Washington -- For most colleges and universities, May is the month for bestowing "rights and privileges" to deserving scholars.
For the University of the District of Columbia, May was also a time for handing out furloughs to workers and a tuition hike to students. By the time the month had ended, the school's board of trustees had adopted higher tuition, slashed pay for its 375 full-time faculty members, gouged the administrative staff's salaries and shortened the academic calendar by beginning the coming school year Oct. 1 instead of Aug. 16. -- all to accommodate a $6.7 million budget deficit.
The deficit is just part of the myriad problems confronting the 10,000-student school as UDC struggles through the same kind of fiscal mire faced by its parent governmental body; Washington, DC. At the same time, its current budget crisis highlights a question that has nagged UDC throughout its existence: Can public higher education survive in the nation's capital?
The school was created in 1976 by merging the DC Teachers College, Federal City College and Washington Technical Institute in what remains one of the nation's only urban land grant universities.
Virtually every problem faced throughout the academy these days is present -- and writ large -- on the small but modem looking urban campus located in an upscale pat of town here. Fiscal woes? In the last six years, UDC's budget, most of which comes from a congressional appropriation that is passed through the District of Columbia government, has done nothing but shrink.
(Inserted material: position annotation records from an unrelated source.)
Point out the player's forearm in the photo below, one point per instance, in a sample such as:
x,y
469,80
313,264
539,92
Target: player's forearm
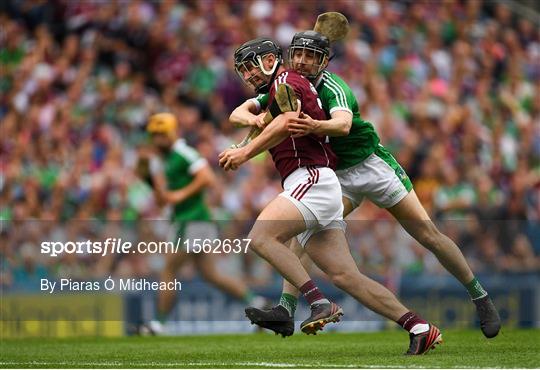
x,y
339,126
271,136
243,115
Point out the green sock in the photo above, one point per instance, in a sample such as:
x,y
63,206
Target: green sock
x,y
162,317
475,289
289,302
248,297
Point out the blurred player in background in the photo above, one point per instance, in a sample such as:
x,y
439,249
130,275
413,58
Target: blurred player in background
x,y
179,177
365,169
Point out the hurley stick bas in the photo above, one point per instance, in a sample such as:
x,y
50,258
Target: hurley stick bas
x,y
285,100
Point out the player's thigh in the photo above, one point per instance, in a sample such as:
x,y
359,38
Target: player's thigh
x,y
206,264
348,206
329,250
379,177
409,208
280,219
413,217
173,261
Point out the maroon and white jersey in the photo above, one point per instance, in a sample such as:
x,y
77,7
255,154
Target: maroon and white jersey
x,y
309,150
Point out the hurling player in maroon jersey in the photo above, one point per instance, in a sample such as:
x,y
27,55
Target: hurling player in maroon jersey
x,y
311,201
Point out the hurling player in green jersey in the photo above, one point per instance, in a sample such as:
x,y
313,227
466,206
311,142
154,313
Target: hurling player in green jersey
x,y
179,176
366,169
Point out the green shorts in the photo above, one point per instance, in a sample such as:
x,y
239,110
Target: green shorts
x,y
379,178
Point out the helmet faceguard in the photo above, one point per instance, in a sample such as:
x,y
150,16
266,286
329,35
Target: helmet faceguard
x,y
248,63
309,53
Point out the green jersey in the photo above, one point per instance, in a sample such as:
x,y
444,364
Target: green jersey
x,y
180,166
336,95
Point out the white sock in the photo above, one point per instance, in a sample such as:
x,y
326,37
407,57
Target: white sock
x,y
321,301
419,328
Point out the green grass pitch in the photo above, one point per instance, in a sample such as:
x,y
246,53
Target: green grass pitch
x,y
461,349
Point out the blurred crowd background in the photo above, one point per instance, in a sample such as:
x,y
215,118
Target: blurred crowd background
x,y
452,88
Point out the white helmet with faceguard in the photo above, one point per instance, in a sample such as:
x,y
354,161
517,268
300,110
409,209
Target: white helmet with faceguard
x,y
248,63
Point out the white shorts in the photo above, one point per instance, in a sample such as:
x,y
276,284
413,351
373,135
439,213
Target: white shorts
x,y
316,192
379,177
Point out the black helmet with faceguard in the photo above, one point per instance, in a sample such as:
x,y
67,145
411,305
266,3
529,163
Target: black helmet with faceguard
x,y
248,61
310,42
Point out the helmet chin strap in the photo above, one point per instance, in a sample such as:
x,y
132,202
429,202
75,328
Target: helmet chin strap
x,y
271,71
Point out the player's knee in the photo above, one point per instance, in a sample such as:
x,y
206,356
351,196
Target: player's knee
x,y
259,240
343,279
430,237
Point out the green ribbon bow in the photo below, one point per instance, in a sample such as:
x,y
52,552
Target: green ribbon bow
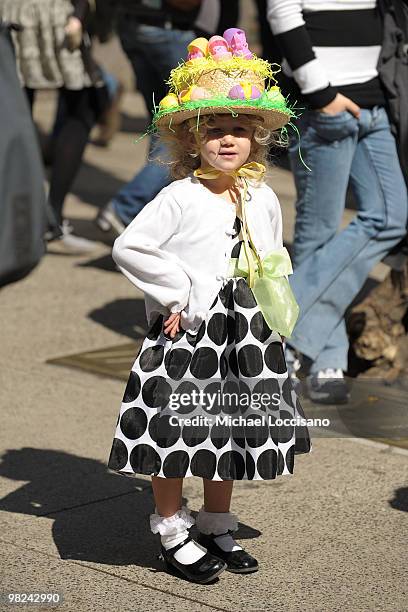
x,y
271,288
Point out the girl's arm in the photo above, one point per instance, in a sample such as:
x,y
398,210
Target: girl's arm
x,y
139,254
275,215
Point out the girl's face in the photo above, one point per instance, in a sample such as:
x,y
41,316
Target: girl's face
x,y
227,144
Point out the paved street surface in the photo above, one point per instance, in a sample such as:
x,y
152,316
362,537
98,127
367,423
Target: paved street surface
x,y
330,538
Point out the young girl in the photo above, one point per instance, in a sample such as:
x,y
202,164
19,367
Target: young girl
x,y
209,393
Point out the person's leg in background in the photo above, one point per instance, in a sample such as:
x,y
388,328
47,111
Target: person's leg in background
x,y
153,52
344,263
327,145
70,143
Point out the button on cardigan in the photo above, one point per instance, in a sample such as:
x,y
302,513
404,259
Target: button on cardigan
x,y
178,247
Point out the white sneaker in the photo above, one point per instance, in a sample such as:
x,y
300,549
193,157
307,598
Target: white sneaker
x,y
69,243
108,221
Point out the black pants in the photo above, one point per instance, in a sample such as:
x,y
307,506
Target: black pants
x,y
69,146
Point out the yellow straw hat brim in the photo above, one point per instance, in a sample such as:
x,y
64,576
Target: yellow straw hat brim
x,y
272,119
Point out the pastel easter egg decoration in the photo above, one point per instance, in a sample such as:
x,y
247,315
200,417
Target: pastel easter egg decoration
x,y
199,93
237,43
218,48
169,101
244,91
251,92
237,93
184,95
197,49
274,95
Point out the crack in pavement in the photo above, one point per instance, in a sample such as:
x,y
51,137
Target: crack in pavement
x,y
167,592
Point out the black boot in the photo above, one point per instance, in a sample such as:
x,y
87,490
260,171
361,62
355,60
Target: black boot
x,y
238,561
202,571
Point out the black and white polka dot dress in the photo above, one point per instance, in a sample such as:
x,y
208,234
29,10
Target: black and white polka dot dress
x,y
246,430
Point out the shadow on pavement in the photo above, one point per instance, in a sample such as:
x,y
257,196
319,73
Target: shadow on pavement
x,y
122,316
98,516
400,499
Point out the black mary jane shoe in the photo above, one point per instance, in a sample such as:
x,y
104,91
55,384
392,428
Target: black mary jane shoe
x,y
202,571
238,561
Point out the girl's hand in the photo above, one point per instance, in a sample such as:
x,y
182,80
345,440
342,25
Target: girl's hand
x,y
172,325
73,31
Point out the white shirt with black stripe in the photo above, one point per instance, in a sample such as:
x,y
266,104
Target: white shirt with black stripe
x,y
330,47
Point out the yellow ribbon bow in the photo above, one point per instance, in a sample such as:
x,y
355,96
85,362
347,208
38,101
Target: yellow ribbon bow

Even before the current round of fiscal woes, the city's contribution to the school's budget fell from $76 million in fiscal 1992 to $43 million now. And that was before the city's financial woes worsened into a nightmare status. Now, with the city's budget approved by a hostile Congress and overseen by a skeptical DC Financial Control Board, the school now faces the threat of a DC budget appropriation of $41 million in the coming fiscal year. At the same time, its enrollment has plummeted from the 15,000 students present when the school opened in 1976 to today's 10,000-student level. Even before the current round of budget cuts, the school's budget had been cut by $32 million since fiscal 1991.